New program in Fort Worth will help out kids impacted by traumatic events, crimes
New program in Fort Worth will help out kids impacted by traumatic events, crimes 01:59

FORT WORTH, Texas (CBSDFW.COM) - Kids impacted by traumatic events or crimes will have someone at school aware and looking out for them under a new program now up and running city-wide in Fort Worth.

Handle With Care enables police officers who encounter a child at a scene, to pass on their name and school information so staff and counselors are aware the child has experienced something potentially serious.

The school doesn't receive any details about what happened, just a heads up to teachers and staff to "handle with care."
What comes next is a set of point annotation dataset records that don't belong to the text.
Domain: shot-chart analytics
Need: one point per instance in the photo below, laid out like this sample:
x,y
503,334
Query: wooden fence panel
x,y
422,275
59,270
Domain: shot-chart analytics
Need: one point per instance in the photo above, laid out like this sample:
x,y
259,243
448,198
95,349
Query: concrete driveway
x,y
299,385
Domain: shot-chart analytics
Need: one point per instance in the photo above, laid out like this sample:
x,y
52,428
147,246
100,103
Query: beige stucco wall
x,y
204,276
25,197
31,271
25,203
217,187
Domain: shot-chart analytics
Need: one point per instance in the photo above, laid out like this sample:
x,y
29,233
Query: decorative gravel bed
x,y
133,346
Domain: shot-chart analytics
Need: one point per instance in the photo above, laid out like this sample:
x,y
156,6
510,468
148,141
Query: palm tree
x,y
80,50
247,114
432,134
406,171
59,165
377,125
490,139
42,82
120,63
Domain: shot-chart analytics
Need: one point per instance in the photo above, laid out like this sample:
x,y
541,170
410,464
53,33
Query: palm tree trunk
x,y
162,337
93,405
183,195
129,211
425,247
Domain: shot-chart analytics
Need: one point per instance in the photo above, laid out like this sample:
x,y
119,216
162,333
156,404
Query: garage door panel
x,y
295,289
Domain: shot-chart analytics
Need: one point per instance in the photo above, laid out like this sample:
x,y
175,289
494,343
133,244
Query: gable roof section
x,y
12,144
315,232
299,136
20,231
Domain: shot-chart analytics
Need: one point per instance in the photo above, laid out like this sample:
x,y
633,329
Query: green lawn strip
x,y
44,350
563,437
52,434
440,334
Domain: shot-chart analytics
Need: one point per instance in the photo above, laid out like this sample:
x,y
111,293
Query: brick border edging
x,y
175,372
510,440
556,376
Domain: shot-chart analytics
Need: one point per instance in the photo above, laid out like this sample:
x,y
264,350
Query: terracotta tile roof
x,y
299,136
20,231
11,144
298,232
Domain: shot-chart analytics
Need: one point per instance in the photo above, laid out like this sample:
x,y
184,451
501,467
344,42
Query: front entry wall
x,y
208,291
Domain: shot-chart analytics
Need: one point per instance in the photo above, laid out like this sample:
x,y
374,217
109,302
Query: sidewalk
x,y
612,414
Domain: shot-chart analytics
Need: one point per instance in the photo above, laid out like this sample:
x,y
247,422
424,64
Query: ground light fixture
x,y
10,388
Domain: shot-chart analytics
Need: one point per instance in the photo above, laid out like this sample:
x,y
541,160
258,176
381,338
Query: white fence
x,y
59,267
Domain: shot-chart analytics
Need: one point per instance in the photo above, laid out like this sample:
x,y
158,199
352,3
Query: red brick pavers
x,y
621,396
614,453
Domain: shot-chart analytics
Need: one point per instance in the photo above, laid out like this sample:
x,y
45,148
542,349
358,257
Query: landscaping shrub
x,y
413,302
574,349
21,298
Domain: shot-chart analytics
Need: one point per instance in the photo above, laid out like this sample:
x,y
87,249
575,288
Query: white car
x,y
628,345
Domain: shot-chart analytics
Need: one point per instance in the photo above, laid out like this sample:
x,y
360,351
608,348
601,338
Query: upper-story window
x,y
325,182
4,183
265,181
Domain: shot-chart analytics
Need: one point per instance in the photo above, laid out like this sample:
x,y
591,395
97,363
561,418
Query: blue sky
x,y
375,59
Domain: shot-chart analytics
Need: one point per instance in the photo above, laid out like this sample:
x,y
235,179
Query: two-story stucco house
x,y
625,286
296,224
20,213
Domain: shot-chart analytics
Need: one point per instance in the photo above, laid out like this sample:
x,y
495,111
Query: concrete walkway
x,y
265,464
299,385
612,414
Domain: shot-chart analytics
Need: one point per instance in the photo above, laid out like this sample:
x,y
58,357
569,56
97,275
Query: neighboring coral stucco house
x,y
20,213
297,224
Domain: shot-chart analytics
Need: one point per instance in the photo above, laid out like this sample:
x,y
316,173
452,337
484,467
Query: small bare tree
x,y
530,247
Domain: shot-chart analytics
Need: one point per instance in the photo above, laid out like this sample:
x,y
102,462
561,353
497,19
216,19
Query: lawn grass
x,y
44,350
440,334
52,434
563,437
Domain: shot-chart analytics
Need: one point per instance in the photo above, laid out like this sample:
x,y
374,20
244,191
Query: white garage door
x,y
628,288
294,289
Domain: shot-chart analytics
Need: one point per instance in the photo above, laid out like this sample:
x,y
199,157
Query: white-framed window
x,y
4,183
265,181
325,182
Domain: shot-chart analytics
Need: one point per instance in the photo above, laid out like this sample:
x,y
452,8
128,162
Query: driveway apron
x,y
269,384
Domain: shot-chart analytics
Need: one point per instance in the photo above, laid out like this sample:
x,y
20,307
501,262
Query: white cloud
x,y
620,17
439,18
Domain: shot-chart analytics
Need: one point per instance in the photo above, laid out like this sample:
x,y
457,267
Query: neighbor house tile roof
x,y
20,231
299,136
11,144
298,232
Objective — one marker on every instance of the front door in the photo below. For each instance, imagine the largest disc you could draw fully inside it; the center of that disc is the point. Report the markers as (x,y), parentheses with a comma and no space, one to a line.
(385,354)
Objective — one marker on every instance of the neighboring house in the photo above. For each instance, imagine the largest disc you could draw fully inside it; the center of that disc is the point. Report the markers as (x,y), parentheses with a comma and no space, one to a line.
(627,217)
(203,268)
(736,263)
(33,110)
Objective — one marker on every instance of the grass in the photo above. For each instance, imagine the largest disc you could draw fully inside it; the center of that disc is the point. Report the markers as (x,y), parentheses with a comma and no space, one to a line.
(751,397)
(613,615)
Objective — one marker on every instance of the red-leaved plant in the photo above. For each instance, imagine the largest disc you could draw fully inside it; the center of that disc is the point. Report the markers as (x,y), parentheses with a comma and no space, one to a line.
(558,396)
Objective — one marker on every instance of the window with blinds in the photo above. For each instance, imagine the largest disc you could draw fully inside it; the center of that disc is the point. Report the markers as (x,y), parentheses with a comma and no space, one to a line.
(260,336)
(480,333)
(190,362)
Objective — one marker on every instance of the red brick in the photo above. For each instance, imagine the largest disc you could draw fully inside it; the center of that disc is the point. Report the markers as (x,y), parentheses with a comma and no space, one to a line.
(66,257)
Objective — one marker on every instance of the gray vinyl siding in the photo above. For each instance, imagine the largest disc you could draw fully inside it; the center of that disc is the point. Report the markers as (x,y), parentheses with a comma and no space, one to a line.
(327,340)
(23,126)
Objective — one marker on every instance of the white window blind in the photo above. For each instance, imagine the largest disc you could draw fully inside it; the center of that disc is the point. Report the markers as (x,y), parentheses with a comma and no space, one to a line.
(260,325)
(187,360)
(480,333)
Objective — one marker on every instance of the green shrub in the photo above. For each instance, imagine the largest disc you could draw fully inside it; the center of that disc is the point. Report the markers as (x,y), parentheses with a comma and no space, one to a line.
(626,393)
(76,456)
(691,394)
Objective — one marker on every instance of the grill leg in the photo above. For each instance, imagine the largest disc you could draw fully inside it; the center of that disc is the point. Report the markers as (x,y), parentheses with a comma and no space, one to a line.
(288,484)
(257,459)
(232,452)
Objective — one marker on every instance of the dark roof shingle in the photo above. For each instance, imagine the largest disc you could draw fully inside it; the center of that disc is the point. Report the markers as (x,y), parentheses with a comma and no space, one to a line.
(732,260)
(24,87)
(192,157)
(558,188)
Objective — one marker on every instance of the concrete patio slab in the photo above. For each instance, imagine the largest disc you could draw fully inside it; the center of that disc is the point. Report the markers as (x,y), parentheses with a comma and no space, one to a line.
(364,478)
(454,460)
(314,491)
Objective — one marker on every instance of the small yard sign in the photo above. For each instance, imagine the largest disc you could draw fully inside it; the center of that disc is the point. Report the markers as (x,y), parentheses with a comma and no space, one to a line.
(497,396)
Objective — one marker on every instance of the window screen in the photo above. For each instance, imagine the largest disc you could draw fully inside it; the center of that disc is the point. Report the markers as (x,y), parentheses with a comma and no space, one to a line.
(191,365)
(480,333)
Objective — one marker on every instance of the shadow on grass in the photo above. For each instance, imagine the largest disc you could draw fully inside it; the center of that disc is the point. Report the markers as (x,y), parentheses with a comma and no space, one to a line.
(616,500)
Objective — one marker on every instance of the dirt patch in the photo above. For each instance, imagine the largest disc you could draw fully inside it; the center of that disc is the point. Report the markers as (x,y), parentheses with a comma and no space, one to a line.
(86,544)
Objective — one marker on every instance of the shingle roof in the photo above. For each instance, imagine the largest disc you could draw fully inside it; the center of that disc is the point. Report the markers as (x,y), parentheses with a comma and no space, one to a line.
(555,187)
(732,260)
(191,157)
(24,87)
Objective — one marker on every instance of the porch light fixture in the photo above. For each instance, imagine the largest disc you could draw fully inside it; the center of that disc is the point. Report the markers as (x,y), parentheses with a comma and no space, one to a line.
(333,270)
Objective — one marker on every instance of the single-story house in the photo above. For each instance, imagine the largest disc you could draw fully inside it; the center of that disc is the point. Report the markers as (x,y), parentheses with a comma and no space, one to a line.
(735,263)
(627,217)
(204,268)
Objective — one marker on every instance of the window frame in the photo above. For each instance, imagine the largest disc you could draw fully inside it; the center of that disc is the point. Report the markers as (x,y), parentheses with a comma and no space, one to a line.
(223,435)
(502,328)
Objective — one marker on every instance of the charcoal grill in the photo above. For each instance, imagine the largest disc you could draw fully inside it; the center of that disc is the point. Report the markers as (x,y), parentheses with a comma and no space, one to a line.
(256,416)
In a trial run in just the central and east sections of the city in early 2022, there were more than 40 referrals to staff in Fort Worth ISD schools.

Fort Worth came across the program in San Antonio, which started up an effort that was first developed in West Virginia in 2013.

Locally, FWPD worked with the Education Service Center for Region 11, an agency that works with dozens of districts on education programs and training. ESC put together software so before officers close out a call, they just enter a child's name and school information on their computer.

ESC worked with FWISD to have student enrollment and campus information, and can then notify campus staff directly of the situation. If the student doesn't attend a FWISD school, which happened on the very first referral from police in the trial, ESC can still reach out to district level staff to notify them.

"Officers I promise you on a day-to-day basis, they want to go up and follow up with some of the incidents that happen, but due to call loads they're not able to," said Tracy Carter, with Fort Worth police.

Using the example of a child who witnessed domestic violence, and is unusually inattentive in class the next day, Carter pointed out it could lead to more difficulty for the child if school staff is unaware of what they went through.

Police and school security staff also see potential safety benefits, with early awareness of a child who might act out.

"They could start displaying some unusual behavior, violent behavior," said Danny Garcia, the executive safety and security director for FWISD. "We may not know where that's coming from. It may in fact stem from something they saw, something they were exposed to."

Interest in the effort appears to be growing, according to executives at ESC Region 11, who said a Houston district has signed on, a fire department had shown interest, and there are additional meetings set with more law enforcement agencies over the next few weeks.